そのため、利用者は以下の2つの審査を受ける必要があります:
- 本人確認(KYC)
- 投資経験やリスク許容度を確認する適合性審査
これは「投資家保護」のための仕組みで、取引を制限することが目的ではありません。
Coinbaseで聞かれる主な質問
(A) 本人確認(KYC)関連
- Full legal name(氏名)
- Date of birth(生年月日)
- Residential address(現住所)
- Government-issued ID(パスポート・運転免許証など)
- Proof of address(公共料金の請求書や銀行明細など)
- Employment status(職業・雇用形態)
- Source of funds(資金の出所:給与、投資収益、貯蓄など)
- Selfie(本人写真)
👉 ポイント:登録した住所と書類の住所が一致していること。
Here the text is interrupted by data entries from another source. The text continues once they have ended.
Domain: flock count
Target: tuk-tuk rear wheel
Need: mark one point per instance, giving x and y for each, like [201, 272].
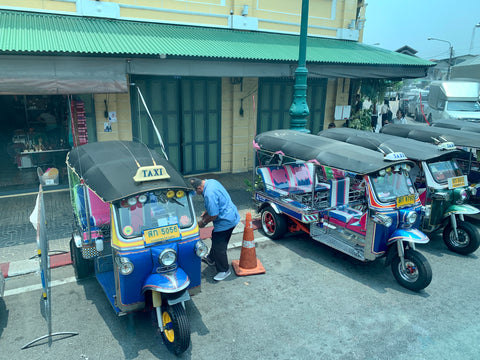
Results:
[468, 238]
[176, 333]
[417, 275]
[274, 225]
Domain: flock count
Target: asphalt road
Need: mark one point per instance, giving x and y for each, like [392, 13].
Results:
[312, 303]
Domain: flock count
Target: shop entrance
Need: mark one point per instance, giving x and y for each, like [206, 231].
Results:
[34, 141]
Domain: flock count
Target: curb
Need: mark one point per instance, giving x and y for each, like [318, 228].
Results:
[23, 267]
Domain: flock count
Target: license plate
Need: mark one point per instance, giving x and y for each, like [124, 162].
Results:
[459, 181]
[161, 234]
[405, 200]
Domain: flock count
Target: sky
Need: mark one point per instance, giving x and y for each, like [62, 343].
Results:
[395, 23]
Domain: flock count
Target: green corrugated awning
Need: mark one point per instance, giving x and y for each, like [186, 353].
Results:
[50, 34]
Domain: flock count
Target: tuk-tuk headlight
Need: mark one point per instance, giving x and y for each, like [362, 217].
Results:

書類は鮮明に撮影することが必要です。
(B) 投資経験・リスク適合性チェック
Coinbaseでは、次のような英語の質問が表示されます。ここでは質問(英語) → 意味 → 回答のポイントの順に解説します。
- “What is your total investable assets?”
- 意味:投資可能な総資産はどのくらいですか?
- ポイント:あくまで区分を選ぶ形式。正直に回答。住宅や年金資産は含めないのが一般的です。
- “How much are you willing to lose?”
- 意味:どのくらいの損失を許容できますか?
- ポイント:「全部失っても良い」とする必要はありません。一般的には “A small portion of my portfolio(ポートフォリオの一部)” を選ぶのが無難です。※私は全部失ってもいいと選択してしまっています。
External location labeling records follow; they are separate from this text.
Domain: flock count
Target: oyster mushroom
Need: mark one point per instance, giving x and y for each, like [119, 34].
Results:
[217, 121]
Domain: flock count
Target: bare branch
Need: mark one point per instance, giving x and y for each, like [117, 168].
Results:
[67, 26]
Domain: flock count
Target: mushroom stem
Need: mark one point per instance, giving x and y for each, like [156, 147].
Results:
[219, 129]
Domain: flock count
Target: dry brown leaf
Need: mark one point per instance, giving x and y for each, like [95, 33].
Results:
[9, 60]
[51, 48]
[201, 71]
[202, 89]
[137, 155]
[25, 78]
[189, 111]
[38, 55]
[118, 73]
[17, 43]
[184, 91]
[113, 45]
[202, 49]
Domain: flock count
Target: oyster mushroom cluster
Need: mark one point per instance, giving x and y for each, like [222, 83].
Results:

- “How many years of investment experience do you have?”
- 意味:投資経験は何年ですか?(株式・ETF・FXも含めて可)
- ポイント:初心者なら “Less than 1 year”、経験があればその年数を選択。虚偽は避けましょう。
- “What is the purpose of using Coinbase?”
- 意味:Coinbaseを使う目的は?
- ポイント:長期投資(Long-term investment)、トレーディング(Trading)、学習(Learning)など自分の目的に合うものを選択します。
- “Do you plan to participate in staking?”
- 意味:ステーキングを利用する予定はありますか?
- ポイント:カナダではステーキングは合法。ただし規制下にあり、リスク説明を理解した上で「Yes」を選択するのが前提です。
回答の注意点
- 正直に答えることが一番安全:虚偽回答はアカウント凍結や制限の原因になります。
- リスク許容度は慎重に:大きなリスクを取れると回答すると、レバレッジや高リスク商品を勧められる可能性もあります。
- 不明な場合は控えめに:経験や資産について不確実なら、控えめに選ぶのが無難です。
CoinbaseのKYCで気づいた3つのこと
KYCは投資家だけでなく、自分自身を守る仕組み
- 必須な手続きと感じず、規制があなたを守るための制度であるという視点に立つことで、不安が軽減されます。
正直さと慎重さが信頼を生む
- 仮に経験や資産が少なくても、偽ることなく正直に回答することがもっとも安全な選択です。いかなる虚偽回答も、アカウント制限のリスクにつながります。
回答の仕方で、提案される情報やサービスの質が変わる
- 自分のリスク許容度や利用目的を慎重に選ぶことで、不必要にリスクの高い商品を勧められる可能性を避けられます。
まとめ
これまでKYCは「面倒な手続き」という印象が強かったのですが、実際に体験してみて分かったのは、
- この仕組みは、不正防止だけでなく、自分の資産や人生を守るセーフティネットだったということ。
- 誤魔化さず、正直に答えることの大切さを改めて実感しました。
- そして、どれだけKYCで話す内容を慎重に選ぶかによって、提案されるサービスが変わる可能性にも気づきました。
今後、もしあなたがCoinbaseや他の取引所でKYCを求められたら、どうか「面倒だな」で終わらせず、「これは自分を守る大切な手順だ」と捉えてみてください。その意識が、安心にもつながります。
👉 初めて暗号資産取引を始める方は、これらの質問が「投資家保護のため」であることを理解し、落ち着いて回答してみてください。